- Born: April 20, 1929 Alexandria, Louisiana, USA
- Died: March 22, 2008 (aged 78) Manhattan, New York City
- Occupation: Author
- Writing career
- Genres: Short story, novel

= Junius Edwards =

American writer

Junius Edwards (April 20, 1929 - March 22, 2008) was an African-American fiction writer of the 1950s and 1960s whose work primarily focused on the civil rights movement and on racial issues faced by African Americans in the military and in the American South.

==Biography==
Edwards was born in Alexandria, Louisiana, on April 20, 1929. At the age of 18, he joined the United States Army, serving for nine years in Korea and in Japan, and working for the Judge Advocate General Corps and the Army Counter Intelligence Corps.

Upon leaving the Army, he used the Montgomery GI Bill to pay for his education at the University of Oslo, Norway. There, he focused on writing.

In 1958, Edwards won the first prize in the Writer's Digest Short Story Contest for his piece "Liars Don't Qualify," which tells the story of Will Harris, a fictional character who, like Edwards himself, is an Army veteran. Harris tries to register to vote in the South, but, after being given a hard time by the white voter registrants, is ultimately disqualified from registering.

The following year, after winning the contest, Edwards was awarded the Eugene F. Saxton Fellowship for creative writing.

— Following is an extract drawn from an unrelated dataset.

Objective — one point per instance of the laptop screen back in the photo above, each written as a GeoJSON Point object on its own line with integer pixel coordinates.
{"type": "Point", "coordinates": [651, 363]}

Works he produced during this time include the stories "Duel with the Clock," "Mother Dear and Daddy," and the novel If We Must Die.

This last work, If We Must Die, is a re-telling of "Liars Don't Qualify." According to The Concise Oxford Companion to African American Literature, If We Must Die is "a novel of multifaceted irony."

Its simplicity of language and character does not belie the dehumanization of African Americans; the entrenched dominance of the southern white power structure during the 1950s; and the violence that affects the life of any African American perceived as a threat to this structure. The self-esteem of the main character, a returning Korean War veteran, is contrasted with the white voter registrar, who refuses to allow the veteran to register on the grounds that he lied about being a member of the Army Reserve. The veteran is later beaten and threatened with castration. Because Edwards was born in Alexandria, Louisiana, and in his twenties [served] during the Korean War, his novel may have resulted from observation or experience.

During the 1960s, he worked in Manhattan, New York City as a copywriter for advertising agencies and went on to establish his own agency: Junius Edwards Inc., one of the first black owned agencies to exist in the city. His work has been published in many anthologies of African-American writing and Civil Rights literature, including Calling the Wind (ed. Clarence Major) and Short Stories of the Civil Rights Movement (ed. Margaret Earley Whitt), among others.

Edwards died on March 22, 2008, in Manhattan, New York City.